Down came the whip, but not a whimper passed her lips.

From the bayous they would board a wagon and travel the Federal Road to Georgia she’d heard the overseer tell Jim Bowie, an associate of Lafitte’s who had offered to purchase her.

Bayoux le TerreHis lascivious eyes told for what purpose. The overseer told Bowie he would cross the Alabama and Tombigbee Rivers at a place called Mims Ferry and go through Creek country. Bowie wanted to take her with him to Texas. Further from her children.

“I hear there’s Red Sticks on the war path in Creek country,” Bowie told him eyeing her and trying to keep his voice down.  In her grief every word was magnified, every whisper heard.
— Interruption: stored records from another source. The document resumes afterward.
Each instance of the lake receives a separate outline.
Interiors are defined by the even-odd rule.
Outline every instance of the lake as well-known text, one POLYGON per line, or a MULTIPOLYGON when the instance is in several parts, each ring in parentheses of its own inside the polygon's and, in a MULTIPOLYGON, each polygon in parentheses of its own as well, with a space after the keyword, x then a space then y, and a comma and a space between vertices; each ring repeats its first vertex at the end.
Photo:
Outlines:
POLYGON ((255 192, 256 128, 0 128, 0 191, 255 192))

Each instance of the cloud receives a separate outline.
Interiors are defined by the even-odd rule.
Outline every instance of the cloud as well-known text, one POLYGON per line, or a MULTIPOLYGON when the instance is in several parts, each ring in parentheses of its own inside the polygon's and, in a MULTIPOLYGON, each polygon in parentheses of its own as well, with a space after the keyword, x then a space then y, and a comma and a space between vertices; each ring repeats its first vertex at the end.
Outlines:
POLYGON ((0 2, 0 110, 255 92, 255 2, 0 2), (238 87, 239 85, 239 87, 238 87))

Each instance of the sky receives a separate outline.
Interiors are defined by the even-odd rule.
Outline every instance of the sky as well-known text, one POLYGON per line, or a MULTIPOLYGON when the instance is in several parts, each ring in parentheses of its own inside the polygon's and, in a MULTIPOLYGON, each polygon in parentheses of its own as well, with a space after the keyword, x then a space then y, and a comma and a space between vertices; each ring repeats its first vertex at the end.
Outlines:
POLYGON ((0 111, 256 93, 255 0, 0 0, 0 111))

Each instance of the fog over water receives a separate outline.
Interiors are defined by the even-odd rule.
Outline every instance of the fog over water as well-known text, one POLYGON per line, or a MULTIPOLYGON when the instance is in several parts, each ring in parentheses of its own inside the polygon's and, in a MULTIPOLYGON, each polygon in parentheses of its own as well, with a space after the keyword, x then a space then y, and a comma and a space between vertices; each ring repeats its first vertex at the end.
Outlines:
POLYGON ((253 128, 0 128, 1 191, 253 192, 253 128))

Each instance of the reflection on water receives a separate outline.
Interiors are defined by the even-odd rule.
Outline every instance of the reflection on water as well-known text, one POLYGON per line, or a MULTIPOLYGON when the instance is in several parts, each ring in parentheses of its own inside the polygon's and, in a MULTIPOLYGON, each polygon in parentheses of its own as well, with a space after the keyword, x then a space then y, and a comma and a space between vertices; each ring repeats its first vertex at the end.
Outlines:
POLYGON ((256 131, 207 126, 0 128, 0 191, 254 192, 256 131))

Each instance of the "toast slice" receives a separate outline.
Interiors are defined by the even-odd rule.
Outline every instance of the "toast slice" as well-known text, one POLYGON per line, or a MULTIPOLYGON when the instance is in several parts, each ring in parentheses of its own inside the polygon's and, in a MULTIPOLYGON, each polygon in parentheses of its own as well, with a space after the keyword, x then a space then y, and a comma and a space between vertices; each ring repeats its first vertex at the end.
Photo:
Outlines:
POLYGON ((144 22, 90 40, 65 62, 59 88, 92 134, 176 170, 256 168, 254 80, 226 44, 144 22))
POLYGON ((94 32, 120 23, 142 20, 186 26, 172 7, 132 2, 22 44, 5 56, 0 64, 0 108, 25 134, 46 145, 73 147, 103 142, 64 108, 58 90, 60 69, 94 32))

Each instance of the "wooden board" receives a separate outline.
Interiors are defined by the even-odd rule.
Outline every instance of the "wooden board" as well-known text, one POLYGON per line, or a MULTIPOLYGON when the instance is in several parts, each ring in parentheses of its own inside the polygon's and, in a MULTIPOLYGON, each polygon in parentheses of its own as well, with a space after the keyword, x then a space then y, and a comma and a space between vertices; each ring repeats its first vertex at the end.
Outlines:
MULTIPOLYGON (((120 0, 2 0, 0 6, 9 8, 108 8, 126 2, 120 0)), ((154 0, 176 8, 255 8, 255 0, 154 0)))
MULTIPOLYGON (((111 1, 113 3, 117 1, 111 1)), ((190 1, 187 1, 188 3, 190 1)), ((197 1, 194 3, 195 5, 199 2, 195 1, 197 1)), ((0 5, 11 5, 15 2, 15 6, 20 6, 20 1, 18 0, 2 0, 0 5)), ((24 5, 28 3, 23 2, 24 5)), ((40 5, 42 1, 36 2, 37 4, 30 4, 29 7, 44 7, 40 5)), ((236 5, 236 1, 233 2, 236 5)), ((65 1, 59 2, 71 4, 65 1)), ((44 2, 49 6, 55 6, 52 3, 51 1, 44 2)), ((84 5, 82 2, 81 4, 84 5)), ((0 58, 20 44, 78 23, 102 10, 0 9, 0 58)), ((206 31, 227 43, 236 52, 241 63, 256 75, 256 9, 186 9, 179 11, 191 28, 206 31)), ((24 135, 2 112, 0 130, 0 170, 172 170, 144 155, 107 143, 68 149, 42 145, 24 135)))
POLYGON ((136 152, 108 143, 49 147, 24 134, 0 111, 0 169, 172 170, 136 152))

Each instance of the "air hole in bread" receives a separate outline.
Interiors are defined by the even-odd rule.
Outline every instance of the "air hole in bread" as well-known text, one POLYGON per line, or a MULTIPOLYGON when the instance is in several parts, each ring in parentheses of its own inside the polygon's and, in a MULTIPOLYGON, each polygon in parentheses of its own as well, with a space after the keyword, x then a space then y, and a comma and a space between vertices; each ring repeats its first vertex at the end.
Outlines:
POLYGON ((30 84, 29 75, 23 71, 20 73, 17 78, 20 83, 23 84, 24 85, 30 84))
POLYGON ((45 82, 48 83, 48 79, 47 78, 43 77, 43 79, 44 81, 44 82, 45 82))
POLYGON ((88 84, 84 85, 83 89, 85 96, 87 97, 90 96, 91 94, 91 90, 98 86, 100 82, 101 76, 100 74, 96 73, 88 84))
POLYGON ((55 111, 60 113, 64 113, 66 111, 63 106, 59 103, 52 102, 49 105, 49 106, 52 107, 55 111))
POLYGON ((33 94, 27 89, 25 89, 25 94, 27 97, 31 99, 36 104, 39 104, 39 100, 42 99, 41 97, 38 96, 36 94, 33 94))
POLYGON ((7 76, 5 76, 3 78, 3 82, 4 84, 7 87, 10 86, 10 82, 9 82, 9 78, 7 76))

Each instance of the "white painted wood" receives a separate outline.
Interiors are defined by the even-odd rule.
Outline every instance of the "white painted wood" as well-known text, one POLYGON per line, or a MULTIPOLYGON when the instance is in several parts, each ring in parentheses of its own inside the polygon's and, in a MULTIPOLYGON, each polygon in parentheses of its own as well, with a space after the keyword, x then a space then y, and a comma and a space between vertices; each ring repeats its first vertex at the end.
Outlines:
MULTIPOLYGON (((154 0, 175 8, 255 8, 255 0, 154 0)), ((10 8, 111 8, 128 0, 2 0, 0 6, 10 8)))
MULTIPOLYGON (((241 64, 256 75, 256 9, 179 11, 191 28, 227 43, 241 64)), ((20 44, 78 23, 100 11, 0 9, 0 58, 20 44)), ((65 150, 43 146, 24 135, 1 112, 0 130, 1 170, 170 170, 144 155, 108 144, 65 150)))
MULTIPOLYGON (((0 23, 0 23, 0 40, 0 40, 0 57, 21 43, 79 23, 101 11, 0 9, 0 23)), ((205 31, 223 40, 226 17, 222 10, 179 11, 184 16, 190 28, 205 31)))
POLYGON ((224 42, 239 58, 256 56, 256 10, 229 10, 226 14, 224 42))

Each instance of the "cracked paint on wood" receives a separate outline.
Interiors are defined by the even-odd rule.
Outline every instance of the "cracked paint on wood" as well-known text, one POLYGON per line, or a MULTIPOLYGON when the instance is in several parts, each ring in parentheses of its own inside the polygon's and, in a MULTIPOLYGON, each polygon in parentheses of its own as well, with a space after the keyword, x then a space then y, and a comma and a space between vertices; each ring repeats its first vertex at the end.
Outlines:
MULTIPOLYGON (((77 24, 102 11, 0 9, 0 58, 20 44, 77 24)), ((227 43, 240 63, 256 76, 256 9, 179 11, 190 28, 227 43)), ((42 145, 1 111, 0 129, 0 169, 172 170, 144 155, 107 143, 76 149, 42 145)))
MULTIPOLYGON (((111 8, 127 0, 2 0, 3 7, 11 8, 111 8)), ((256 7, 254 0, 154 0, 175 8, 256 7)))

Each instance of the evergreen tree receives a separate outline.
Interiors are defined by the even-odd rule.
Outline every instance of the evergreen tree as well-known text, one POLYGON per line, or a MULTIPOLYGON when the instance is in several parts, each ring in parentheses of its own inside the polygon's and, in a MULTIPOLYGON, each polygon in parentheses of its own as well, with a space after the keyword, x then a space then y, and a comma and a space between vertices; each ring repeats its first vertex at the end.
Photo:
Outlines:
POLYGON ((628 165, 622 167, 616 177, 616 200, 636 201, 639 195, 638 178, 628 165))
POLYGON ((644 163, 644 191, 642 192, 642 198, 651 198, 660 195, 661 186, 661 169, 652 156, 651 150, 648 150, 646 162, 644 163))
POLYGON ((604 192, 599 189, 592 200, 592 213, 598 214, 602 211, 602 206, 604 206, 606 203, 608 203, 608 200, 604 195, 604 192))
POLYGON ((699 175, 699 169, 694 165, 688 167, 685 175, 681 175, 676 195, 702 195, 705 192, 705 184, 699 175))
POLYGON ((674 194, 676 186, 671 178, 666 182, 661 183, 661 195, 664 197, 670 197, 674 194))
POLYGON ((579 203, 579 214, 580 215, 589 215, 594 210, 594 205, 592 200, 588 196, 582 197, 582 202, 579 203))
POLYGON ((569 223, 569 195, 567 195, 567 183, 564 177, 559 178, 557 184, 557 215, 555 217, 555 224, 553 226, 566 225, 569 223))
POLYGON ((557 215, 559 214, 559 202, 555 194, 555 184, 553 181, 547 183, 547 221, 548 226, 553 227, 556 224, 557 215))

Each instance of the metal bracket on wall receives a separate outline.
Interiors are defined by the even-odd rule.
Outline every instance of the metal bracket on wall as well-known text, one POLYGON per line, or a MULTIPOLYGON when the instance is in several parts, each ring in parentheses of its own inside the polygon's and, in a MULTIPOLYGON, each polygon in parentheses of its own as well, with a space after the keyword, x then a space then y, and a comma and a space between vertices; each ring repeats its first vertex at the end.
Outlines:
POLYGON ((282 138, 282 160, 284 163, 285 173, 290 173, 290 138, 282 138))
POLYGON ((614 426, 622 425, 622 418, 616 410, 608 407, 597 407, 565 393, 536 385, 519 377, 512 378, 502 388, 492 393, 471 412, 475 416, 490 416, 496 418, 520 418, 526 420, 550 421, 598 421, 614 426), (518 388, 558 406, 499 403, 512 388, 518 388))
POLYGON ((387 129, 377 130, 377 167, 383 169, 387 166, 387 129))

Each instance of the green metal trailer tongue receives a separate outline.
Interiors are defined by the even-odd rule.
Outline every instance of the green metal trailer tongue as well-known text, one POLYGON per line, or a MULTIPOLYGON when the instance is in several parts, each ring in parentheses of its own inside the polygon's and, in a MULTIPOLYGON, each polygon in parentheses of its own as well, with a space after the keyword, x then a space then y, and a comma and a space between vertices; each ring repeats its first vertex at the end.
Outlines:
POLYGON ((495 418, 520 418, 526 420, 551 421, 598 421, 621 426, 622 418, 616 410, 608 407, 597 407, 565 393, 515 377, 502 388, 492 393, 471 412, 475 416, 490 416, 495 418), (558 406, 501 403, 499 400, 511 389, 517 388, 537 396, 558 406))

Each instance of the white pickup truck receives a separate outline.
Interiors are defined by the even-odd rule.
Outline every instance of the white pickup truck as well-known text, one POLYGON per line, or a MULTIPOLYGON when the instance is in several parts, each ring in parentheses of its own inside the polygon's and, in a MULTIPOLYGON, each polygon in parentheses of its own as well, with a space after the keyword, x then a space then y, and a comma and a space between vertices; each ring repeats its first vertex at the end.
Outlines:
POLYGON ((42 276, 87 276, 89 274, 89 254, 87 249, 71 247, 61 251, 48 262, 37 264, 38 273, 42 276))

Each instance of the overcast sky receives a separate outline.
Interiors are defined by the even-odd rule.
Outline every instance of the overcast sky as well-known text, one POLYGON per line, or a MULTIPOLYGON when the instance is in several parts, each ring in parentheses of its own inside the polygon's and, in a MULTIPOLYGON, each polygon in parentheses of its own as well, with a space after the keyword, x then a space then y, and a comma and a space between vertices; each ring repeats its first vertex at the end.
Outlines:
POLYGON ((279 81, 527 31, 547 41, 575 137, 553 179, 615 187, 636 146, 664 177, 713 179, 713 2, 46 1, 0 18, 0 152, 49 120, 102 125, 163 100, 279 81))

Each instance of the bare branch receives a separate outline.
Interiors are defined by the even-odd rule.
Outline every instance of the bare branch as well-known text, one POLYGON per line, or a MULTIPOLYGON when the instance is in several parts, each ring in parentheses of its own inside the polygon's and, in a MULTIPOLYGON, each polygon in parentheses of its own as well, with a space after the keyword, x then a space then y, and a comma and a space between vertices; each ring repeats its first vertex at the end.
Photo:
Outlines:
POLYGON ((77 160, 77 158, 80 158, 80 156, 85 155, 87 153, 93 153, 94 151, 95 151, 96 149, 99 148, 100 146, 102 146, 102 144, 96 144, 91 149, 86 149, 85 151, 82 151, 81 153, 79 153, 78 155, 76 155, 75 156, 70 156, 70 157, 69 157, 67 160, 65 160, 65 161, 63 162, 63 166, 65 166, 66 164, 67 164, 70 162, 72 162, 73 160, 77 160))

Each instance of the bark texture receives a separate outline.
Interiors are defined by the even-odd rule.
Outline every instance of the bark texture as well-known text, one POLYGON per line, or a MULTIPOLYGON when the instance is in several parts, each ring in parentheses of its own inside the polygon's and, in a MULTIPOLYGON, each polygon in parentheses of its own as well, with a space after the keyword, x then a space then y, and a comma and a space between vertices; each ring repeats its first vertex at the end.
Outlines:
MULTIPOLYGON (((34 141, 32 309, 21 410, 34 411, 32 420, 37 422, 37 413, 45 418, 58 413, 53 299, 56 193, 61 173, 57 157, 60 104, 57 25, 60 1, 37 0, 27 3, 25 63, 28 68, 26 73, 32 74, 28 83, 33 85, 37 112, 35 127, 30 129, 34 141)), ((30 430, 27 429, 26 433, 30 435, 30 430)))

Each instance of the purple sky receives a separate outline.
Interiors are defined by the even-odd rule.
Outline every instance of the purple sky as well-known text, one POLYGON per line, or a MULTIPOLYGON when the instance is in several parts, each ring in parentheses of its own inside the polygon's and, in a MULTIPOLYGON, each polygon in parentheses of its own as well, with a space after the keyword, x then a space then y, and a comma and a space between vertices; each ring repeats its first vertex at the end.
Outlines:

Slaves, drained as they were with their own misery, acknowledged her pain. One voice began it, the song that drifted over the crowd gathered for the sale of the two boys, over the bewildered and frightened men and women still in chains awaiting their turn.

Sometimes I feel like a motherless child
Sometimes I feel like a motherless child
Sometimes I feel like a motherless child
Sometimes I feel like a motherless child
A long way is from home
A long way is from home
Do believe us, A long ways from home
A long ways from home
Yes, sometimes I feel like a motherless child
(Why?)
Why? 'Cause nothin' ever happens
(Nothin'?)
Well nothin' good
(So what's good?)

The sale continued. More families ripped apart. Still Lafitte kept her apart from the others. 

The sun set and night, as Black as the future she imagined, obscured the bayou down which her sons had long since disappeared.

Sheba lifted her hands to the sky and shrieked a cry of pain so awful God in Heaven must have heard. And then she crumpled to the ground.